Terzian Paul, Olo Ndela Eric, Galiez Clovis, Lossouarn Julien, Pérez Bucio Rubén Enrique, Mom Robin, Toussaint Ariane, Petit Marie-Agnès, Enault François
Université Clermont Auvergne, CNRS, LMGE, F-63000 Clermont-Ferrand, France.
Univ. Grenoble Alpes, CNRS, Grenoble INP, LJK, 38000 Grenoble, France.
NAR Genom Bioinform. 2021 Aug 5;3(3):lqab067. doi: 10.1093/nargab/lqab067. eCollection 2021 Sep.

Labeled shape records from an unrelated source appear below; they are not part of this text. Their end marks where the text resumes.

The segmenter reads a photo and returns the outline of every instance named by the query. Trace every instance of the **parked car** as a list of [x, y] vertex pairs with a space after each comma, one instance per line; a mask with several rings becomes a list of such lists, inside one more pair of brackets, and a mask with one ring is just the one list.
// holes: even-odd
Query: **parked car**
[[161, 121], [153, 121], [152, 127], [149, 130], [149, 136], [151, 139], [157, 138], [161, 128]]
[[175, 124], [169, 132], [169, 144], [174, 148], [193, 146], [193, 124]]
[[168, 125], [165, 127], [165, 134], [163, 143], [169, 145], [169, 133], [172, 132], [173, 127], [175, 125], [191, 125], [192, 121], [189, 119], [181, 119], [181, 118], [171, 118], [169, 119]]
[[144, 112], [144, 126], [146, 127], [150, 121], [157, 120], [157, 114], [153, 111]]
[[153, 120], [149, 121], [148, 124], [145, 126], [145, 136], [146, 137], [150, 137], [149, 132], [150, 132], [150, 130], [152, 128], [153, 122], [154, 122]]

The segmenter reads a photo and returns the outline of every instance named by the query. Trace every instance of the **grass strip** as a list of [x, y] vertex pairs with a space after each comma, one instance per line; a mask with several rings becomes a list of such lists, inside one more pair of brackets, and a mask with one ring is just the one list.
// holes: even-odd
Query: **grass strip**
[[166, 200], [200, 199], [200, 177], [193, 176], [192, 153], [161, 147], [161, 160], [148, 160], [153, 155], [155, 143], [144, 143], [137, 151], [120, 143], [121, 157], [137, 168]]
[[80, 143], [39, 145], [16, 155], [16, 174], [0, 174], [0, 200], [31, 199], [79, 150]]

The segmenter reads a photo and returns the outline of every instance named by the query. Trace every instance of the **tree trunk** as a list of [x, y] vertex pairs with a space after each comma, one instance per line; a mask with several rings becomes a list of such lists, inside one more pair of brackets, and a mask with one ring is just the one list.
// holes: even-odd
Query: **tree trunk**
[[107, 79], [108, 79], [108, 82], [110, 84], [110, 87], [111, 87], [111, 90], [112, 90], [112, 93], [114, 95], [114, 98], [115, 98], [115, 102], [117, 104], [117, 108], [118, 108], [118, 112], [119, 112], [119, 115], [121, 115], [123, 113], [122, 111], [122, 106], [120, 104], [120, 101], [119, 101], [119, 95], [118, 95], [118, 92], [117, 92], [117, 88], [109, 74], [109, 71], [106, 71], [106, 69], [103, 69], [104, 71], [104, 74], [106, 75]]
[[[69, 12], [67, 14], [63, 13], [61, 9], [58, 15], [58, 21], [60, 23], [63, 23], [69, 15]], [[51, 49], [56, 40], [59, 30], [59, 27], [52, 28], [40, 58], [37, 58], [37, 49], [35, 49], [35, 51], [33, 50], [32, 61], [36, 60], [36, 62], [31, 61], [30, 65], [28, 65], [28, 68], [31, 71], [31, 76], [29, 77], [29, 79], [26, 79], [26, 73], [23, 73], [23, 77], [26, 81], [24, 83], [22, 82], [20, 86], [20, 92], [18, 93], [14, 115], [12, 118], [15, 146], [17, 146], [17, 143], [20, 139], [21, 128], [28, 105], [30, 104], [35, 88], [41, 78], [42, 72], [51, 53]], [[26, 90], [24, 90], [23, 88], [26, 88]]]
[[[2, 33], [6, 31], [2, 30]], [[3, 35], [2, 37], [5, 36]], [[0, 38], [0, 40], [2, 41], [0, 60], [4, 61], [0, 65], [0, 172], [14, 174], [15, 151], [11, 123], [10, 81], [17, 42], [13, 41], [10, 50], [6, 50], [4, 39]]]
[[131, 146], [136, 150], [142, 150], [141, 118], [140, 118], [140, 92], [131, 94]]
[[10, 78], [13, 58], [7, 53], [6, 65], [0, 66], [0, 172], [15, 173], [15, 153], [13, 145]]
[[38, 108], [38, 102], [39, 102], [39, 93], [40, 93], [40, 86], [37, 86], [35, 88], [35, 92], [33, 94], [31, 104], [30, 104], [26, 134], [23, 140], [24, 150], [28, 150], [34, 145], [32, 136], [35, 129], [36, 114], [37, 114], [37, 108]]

Viruses are abundant, diverse and ancestral biological entities. Their diversity is high, both in terms of the number of different protein families encountered and in the sequence heterogeneity of each protein family. The recent increase in sequenced viral genomes constitutes a great opportunity to gain new insights into this diversity and consequently urges the development of annotation resources to help functional and comparative analysis. Here, we introduce PHROG (Prokaryotic Virus Remote Homologous Groups), a library of viral protein families generated using a new clustering approach based on remote homology detection by HMM profile-profile comparisons. Considering 17 473 reference (pro)viruses of prokaryotes, 868 340 of the total 938 864 proteins were grouped into 38 880 clusters that proved to be a 2-fold deeper clustering than using a classical strategy based on BLAST-like similarity searches, and yet to remain homogeneous. Manual inspection of similarities to various reference sequence databases led to the annotation of 5108 clusters (containing 50.6 % of the total protein dataset) with 705 different annotation terms, included in 9 functional categories, specifically designed for viruses. Hopefully, PHROG will be a useful tool to better annotate future prokaryotic viral sequences thus helping the scientific community to better understand the evolution and ecology of these entities.
病毒是丰富多样且古老的生物实体。它们的多样性很高,无论是在遇到的不同蛋白质家族数量方面,还是在每个蛋白质家族的序列异质性方面。最近测序的病毒基因组数量增加,为深入了解这种多样性提供了绝佳机会,因此迫切需要开发注释资源以辅助功能和比较分析。在此,我们介绍PHROG(原核生物病毒远程同源组),这是一个病毒蛋白质家族库,它采用了一种基于HMM profile-profile比较进行远程同源性检测的新聚类方法生成。考虑到17473个原核生物的参考(原)病毒,在总共938864个蛋白质中,有868340个被分组到38880个簇中,事实证明,与基于类似BLAST相似性搜索的经典策略相比,这种聚类深度提高了两倍,并且仍然保持同质性。通过人工检查与各种参考序列数据库的相似性,使用705个不同的注释术语对5108个簇(包含总蛋白质数据集的50.6%)进行了注释,这些术语包含在9个专门为病毒设计的功能类别中。有望PHROG将成为一个有用的工具,用于更好地注释未来的原核生物病毒序列,从而帮助科学界更好地理解这些实体的进化和生态。